To verify that these results are not merely artifacts of the SWB data collection process, Figure 4 shows the average tone by month of Summary of World Broadcasts Egyptian coverage plotted against the coverage of the New York Times (16,106 Egyptian articles) and the English–language Web–only news (1,598,056 Egyptian articles) comparison datasets. SWB has a Pearson correlation of r=0.48 (n=63) with the Web news and r=0.29 (n=63) with the New York Times, suggesting a statistically significant relationship between the three. All three show the same general pattern of tone towards Egypt, but SWB tone leads Web tone by one month in several regions of the graph, which in turn leads Times tone. All three show a sharp shift towards negativity 1–24 January 2011, but the Times, in keeping with its reputation as the Grey Lady of journalism, shows a more muted response.
That is, for these events, local coverage was both more attuned to a change in sentiment and more reflective of the volatility of it. Or to put it another way, the NYT was slow to consider Egypt a major story, and never thought it was as big of a deal as the rest of the world did.
A far more interesting comparison of how the NYT outlook compared with the rest of the world comes in these two graphs, which show the NYT sentiment from 1945 to 2005 and the SWB sentiment from 1979 to 2010 (caution–neither the X nor Y axes here use the same scale; click to enlarge or go to the study for larger images).
You can sort of pick out events that might be driving sentiment on both scales. And they don’t entirely line up. Just as an example, the US seems to have reacted far more strongly–2 deviations as compared to .5 deviation–to what appears to be the first Gulf War in January 1991.
But note where both data sets converge more closely: with our second war against Iraq, with even the chief cheerleader for war, the NYT, measuring in the high 2 deviations from the mean in early 2003, and the international SWB measuring almost 2 deviations from the mean.

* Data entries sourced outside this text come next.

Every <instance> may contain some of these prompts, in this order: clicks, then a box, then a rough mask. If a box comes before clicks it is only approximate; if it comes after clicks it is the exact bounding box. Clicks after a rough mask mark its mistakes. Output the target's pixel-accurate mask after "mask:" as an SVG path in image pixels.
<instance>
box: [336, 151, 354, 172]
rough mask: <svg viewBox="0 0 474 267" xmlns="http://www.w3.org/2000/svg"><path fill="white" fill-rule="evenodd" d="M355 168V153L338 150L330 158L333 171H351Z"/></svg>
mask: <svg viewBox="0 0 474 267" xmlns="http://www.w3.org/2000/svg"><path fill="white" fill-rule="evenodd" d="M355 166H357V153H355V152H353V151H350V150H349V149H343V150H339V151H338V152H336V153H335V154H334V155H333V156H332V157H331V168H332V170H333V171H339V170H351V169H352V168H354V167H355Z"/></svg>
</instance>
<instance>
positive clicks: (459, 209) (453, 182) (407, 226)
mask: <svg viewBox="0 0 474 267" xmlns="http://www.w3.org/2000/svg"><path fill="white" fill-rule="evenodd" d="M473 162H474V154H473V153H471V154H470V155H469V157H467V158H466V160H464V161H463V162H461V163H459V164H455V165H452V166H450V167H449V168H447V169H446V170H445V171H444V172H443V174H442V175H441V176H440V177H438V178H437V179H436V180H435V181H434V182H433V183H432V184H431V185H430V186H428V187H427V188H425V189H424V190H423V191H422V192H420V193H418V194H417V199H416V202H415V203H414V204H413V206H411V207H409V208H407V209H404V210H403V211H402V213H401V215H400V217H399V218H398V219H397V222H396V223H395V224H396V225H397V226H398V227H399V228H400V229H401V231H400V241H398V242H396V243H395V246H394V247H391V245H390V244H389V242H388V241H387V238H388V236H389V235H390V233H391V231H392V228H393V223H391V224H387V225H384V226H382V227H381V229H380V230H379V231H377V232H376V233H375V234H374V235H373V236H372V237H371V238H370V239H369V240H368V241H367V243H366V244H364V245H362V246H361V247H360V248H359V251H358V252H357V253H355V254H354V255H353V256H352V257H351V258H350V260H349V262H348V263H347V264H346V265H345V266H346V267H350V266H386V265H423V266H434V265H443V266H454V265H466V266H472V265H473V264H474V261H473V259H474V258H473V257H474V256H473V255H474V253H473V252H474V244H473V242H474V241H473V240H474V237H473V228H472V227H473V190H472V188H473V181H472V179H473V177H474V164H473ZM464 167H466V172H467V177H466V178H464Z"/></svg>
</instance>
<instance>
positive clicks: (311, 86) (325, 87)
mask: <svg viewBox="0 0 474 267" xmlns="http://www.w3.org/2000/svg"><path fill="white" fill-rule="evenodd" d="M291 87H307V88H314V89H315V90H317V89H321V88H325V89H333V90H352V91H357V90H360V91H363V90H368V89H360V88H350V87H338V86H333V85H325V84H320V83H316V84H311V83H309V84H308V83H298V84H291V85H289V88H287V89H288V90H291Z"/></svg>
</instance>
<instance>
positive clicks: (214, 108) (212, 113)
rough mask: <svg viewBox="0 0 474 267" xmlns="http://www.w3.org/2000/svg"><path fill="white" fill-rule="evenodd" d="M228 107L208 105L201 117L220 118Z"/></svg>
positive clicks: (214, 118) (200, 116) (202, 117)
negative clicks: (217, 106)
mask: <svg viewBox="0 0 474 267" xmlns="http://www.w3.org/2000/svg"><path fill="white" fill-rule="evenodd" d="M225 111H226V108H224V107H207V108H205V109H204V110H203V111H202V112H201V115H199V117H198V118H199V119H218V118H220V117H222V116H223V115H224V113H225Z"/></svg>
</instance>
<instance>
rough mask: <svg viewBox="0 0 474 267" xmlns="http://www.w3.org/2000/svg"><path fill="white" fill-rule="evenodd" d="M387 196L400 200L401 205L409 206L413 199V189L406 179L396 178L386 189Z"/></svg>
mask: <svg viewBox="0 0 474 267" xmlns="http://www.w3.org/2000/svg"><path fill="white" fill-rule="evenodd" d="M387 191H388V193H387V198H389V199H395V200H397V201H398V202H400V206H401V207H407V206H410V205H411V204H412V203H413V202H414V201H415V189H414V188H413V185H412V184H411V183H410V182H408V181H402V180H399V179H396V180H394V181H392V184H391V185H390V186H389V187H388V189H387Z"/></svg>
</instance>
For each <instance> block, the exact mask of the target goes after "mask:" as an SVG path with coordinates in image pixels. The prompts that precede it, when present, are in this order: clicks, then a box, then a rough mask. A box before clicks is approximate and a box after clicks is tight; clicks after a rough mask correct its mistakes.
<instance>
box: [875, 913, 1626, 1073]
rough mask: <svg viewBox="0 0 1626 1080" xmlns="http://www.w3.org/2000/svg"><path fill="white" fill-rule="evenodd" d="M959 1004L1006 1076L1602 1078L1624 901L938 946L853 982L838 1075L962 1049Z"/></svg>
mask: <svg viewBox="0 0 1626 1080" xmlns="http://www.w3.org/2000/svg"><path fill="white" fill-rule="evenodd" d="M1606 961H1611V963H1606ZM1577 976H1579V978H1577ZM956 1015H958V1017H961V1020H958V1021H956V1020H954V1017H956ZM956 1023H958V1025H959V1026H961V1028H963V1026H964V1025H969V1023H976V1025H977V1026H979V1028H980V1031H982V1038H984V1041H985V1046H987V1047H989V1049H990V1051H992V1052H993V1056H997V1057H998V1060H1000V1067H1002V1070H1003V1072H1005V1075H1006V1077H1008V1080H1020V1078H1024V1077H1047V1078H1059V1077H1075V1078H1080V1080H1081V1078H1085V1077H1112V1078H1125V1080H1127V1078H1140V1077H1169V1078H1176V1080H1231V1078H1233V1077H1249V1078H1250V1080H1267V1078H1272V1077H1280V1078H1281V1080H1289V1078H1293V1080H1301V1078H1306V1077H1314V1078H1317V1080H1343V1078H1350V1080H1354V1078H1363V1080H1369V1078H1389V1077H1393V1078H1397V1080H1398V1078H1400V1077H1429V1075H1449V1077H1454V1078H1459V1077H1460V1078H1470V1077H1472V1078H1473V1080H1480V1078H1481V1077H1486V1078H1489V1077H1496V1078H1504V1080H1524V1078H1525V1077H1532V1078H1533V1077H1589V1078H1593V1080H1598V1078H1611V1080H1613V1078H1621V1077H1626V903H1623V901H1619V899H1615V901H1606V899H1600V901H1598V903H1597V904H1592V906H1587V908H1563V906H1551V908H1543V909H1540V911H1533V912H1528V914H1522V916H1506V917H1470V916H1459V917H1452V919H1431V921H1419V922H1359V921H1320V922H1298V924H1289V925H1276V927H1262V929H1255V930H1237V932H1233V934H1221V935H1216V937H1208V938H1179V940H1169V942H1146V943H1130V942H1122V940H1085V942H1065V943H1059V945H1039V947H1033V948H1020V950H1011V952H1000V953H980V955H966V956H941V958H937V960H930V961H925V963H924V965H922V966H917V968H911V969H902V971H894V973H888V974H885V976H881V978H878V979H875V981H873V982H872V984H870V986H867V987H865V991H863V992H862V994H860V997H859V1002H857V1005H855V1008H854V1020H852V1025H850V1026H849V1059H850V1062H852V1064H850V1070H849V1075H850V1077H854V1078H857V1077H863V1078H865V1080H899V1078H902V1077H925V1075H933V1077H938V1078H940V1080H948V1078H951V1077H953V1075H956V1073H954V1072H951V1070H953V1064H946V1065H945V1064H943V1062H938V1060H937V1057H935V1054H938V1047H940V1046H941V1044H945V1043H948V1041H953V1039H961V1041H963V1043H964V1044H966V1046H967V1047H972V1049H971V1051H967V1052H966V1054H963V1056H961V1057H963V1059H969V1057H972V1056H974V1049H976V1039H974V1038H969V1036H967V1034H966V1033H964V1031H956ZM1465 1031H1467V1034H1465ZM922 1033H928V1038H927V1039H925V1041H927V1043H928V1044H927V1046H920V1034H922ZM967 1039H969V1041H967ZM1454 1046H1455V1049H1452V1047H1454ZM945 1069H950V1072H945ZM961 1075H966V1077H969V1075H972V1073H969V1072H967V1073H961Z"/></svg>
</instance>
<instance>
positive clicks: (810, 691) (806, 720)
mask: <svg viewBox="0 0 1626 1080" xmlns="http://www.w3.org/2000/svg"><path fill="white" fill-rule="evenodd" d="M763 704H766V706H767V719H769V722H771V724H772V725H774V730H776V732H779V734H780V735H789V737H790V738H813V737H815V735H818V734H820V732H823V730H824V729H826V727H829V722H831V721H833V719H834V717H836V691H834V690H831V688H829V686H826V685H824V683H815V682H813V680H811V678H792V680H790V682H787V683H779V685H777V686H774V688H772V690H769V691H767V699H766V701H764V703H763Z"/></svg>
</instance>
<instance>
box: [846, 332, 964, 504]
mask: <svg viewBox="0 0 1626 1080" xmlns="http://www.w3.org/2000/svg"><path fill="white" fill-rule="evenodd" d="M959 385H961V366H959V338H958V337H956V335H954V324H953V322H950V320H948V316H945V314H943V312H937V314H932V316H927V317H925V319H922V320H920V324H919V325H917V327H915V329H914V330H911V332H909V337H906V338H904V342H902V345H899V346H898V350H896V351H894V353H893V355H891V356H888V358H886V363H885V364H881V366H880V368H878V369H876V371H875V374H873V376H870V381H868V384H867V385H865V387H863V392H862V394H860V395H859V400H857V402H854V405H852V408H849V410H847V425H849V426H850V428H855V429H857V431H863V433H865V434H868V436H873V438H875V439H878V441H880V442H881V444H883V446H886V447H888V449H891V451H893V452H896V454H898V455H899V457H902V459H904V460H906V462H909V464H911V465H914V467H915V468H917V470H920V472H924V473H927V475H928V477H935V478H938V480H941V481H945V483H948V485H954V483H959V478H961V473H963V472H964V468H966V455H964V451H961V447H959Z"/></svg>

Significantly, the study shows that Egyptian sentiment before they revolted was in the 3+ range–more incensed than we were with the Iraq invasion, but not by much; whereas sentiment in Tunisia and Libya was less negative. Were we that close to revolting?
Now, I could be misreading both the stats and the explanation for the global bad mood as we lurched toward war against Iraq (though it also shows up in the Egyptian and Tunisian graphs; the sentiment is least severe in Libya). But if I’m not, it raises questions about what was driving the sentiment. In Europe especially and even in the US, there were huge protests against the war, though we never seemed all that close to overthrowing the war-mongers in power. I wonder, too, whether the sentiment also reflects the ginned up hatred toward Saddam Hussein. That is, it may be measuring negative sentiment, but partly negative sentiment directed against an artificial enemy.
So are these graphs showing that we were even closer to revolt than those of us opposed to the war believed? Or is the NYT graph showing that warmongers reflect the same nasty mood as people attempting to prevent an illegal war?
In any case, the NYT coverage reflected the crankiest mood in the US of the entire previous half century, significantly worse than the VIetnam period. I knew I was cranky; I wasn’t entirely sure everyone else was, too.